ChatPaper.aiChatPaper

PsychoSafe: 在大语言模型中引发基于心理学的拒绝行为

PsychoSafe: Eliciting Psychologically-Informed Refusals in Large Language Models

June 8, 2026
作者: Gianluca Barmina, Federico Torrielli, Sven Harms, Jacob Nielsen, Felix Mächtle, Stine Lyngsø Beltoft, Peter Schneider-Kamp, Thomas Eisenbarth, Lukas Galke Poech, Anne Lauscher
cs.AI

摘要

大型语言模型(LLMs)在日常处理请求时会频繁遇到需要拒绝的情形,这造成了有用性与有害性预防之间的权衡。然而,拒绝本身也能提供有益帮助。在涉及危机、胁迫或意图升级的高风险交互中,生硬的不服从虽可防止直接伤害,却仍未能支持请求背后用户的需求。我们提出PsychoSafe——一种基于心理学的拒绝框架,将拒绝重构为基于循证干预策略的结构化支持性沟通。为开发PsychoSafe,我们构建了一个包含8019个提示-响应对的语料库,覆盖五个心理学相关的风险领域,并应用提示工程和参数高效微调技术于Qwen 3.5 27B模型。在包含500个提示的平衡验证集上,经LLM评判员评估并通过人工评分验证,PsychoSafe的提示方法相较于通用基线将整体拒绝质量提升了28.1%,尤其在外部资源转介(+46.8%)和心理根基(+34.8%)方面表现突出,同时保持了下游非拒绝任务的性能。微调实现了近乎完美的拒绝率和资源转介率,但降低了回复相关性。在SORRY-Bench和XSTest上的额外评估显示出较强的域内鲁棒性,但域外泛化能力有限,这表明未来工作应多样化微调数据,以帮助模型更有选择性地而非公式化地应用干预策略。
English
Large language models (LLMs) routinely face requests that should be refused, creating a trade-off between helpfulness and harm prevention. However, refusals themselves can be helpful. In high-risk interactions involving crisis, coercion, or escalating intent, blunt non-compliance may prevent direct harm while still failing to support the needs of the person behind the request.
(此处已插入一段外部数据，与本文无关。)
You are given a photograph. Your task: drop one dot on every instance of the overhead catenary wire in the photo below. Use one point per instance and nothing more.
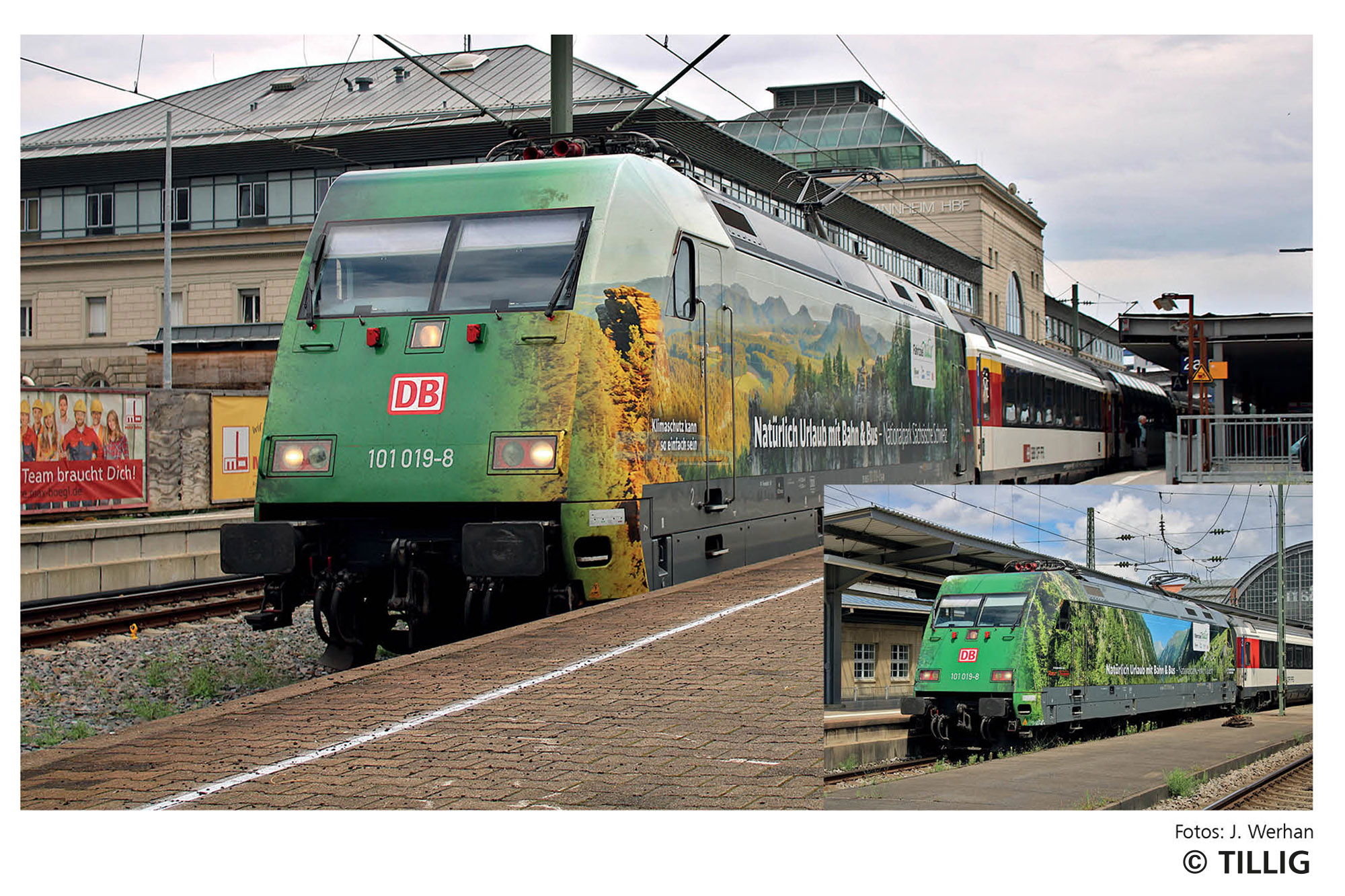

We present PsychoSafe, a psychologically-informed refusal framework that reframes refusal as structured supportive communication grounded in evidence-based intervention strategies. To develop PsychoSafe, we construct a corpus of 8019 prompt-response pairs spanning five psychologically salient risk domains and apply prompting and parameter-efficient fine-tuning to Qwen 3.5 27B. On a balanced validation set of 500 prompts, evaluated with an LLM judge and validated through human ratings, PsychoSafe prompting improves overall refusal quality by 28.1% over a generic baseline, with particularly strong gains in external resource referral (+46.8%) and psychological grounding (+34.8%), while preserving downstream performance on non-refusal tasks. Fine-tuning achieves near-perfect refusal and resource-referral rates but reduces response relevance. Additional evaluations on SORRY-Bench and XSTest show strong in-domain robustness but limited out-of-domain generalization, suggesting that future work should diversify fine-tuning data to help models apply interventions selectively rather than schematically.